CORREIOS VOLTARÃO A COBRAR TAXA DE VIOLÊNCIA

O desembargador André Fontes, presidente do Tribunal Regional Federal da 2ª Região (TRF2), suspendeu a liminar que proibia que a Empresa Brasileira de Correios e Telégrafos (ECT) impusesse a taxa adicional sobre encomendas destinadas ao Rio de Janeiro. O valor, fixado em R$ 3, foi estabelecido devido aos altos índices de roubo de cargas na capital carioca, o que acabava elevando os custos adicionais da entrega. 

Os Correios haviam pedido a anulação da ação civil pública movida pelo Procon-RJ porque considerava que essa taxa extra era necessária para manter os trabalhos da empresa. A ECT se pronunciou em um comunicado oficial, afirmando que a decisão do desembargador havia sido uma prova de que os valores cobrados não eram excessivos. “Diante dessa decisão, a taxa volta a ser cobrada nesta quarta-feira, 11, em todas as agências. A suspensão da liminar comprova que a cobrança da taxa emergencial pela empresa não é ilegal”, escreveu a empresa. 
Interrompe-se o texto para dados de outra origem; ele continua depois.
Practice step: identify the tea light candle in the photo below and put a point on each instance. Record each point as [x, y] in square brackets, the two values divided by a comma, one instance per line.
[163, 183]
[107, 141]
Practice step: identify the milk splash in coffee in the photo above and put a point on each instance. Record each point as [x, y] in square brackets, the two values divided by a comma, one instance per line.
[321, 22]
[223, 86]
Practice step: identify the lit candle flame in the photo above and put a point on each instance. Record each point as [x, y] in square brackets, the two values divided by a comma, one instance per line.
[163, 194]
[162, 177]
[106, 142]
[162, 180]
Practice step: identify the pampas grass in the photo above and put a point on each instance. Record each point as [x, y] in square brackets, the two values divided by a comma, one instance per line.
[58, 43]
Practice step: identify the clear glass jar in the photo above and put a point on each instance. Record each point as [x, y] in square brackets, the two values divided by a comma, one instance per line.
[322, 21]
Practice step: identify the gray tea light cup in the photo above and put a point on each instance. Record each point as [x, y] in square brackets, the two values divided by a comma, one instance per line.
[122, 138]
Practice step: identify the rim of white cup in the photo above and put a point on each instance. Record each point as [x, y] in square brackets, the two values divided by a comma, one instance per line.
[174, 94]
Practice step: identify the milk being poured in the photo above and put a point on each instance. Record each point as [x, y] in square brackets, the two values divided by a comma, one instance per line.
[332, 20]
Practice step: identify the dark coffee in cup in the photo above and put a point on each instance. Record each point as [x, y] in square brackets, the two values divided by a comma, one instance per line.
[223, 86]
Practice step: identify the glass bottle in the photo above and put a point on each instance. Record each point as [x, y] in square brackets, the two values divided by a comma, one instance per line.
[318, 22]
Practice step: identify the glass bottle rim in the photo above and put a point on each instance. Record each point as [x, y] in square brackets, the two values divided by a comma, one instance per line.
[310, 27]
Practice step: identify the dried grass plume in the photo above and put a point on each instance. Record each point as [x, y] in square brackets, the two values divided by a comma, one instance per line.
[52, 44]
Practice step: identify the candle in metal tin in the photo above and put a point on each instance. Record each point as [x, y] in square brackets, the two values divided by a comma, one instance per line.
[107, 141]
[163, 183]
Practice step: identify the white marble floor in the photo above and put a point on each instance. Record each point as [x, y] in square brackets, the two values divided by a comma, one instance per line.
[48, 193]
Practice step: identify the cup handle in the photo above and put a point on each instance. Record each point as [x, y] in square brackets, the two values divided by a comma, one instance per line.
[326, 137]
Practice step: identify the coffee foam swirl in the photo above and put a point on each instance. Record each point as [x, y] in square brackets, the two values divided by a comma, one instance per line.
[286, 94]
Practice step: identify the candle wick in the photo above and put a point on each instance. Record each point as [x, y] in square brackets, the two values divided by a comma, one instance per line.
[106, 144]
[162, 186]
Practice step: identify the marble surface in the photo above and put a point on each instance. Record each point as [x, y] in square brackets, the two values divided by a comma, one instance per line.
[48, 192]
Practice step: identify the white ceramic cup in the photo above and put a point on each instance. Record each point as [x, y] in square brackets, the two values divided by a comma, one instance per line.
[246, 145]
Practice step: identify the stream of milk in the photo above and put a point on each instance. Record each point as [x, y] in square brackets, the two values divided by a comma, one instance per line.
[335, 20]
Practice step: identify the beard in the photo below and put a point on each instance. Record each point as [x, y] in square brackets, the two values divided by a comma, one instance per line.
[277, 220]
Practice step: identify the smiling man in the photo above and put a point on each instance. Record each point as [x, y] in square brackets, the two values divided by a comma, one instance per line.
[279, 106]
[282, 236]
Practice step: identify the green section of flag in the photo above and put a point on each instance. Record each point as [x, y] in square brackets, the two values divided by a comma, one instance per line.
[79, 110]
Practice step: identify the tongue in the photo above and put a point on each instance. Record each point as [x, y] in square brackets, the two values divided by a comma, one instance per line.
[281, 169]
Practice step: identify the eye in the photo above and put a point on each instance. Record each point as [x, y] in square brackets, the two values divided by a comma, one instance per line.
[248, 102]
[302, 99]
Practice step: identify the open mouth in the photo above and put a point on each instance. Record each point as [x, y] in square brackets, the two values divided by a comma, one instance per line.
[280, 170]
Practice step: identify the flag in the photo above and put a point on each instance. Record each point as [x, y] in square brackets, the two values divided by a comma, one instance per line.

Para justificar sua decisão de suspender a liminar, André Fontes, disse que considerou os riscos de grave lesão à ordem pública, o que poderia inviabilizar a prestação de serviços e a entrega de correspondências. Além disso, o desembargador entendeu que os Correios seriam prejudicados perante outras empresas sem a taxa. “A proibição da cobrança prejudica a atuação da empresa pública em relação aos concorrentes, aos quais não é vedada a aplicação do adicional por encomenda”, declarou. 

O presidente do tribunal também considerou que os valores cobrados não são abusivos porque são compatíveis com os das demais concorrentes. Sendo assim, ficou definido que a taxa deverá ser estipulada entre R$ 3 a R$ 10.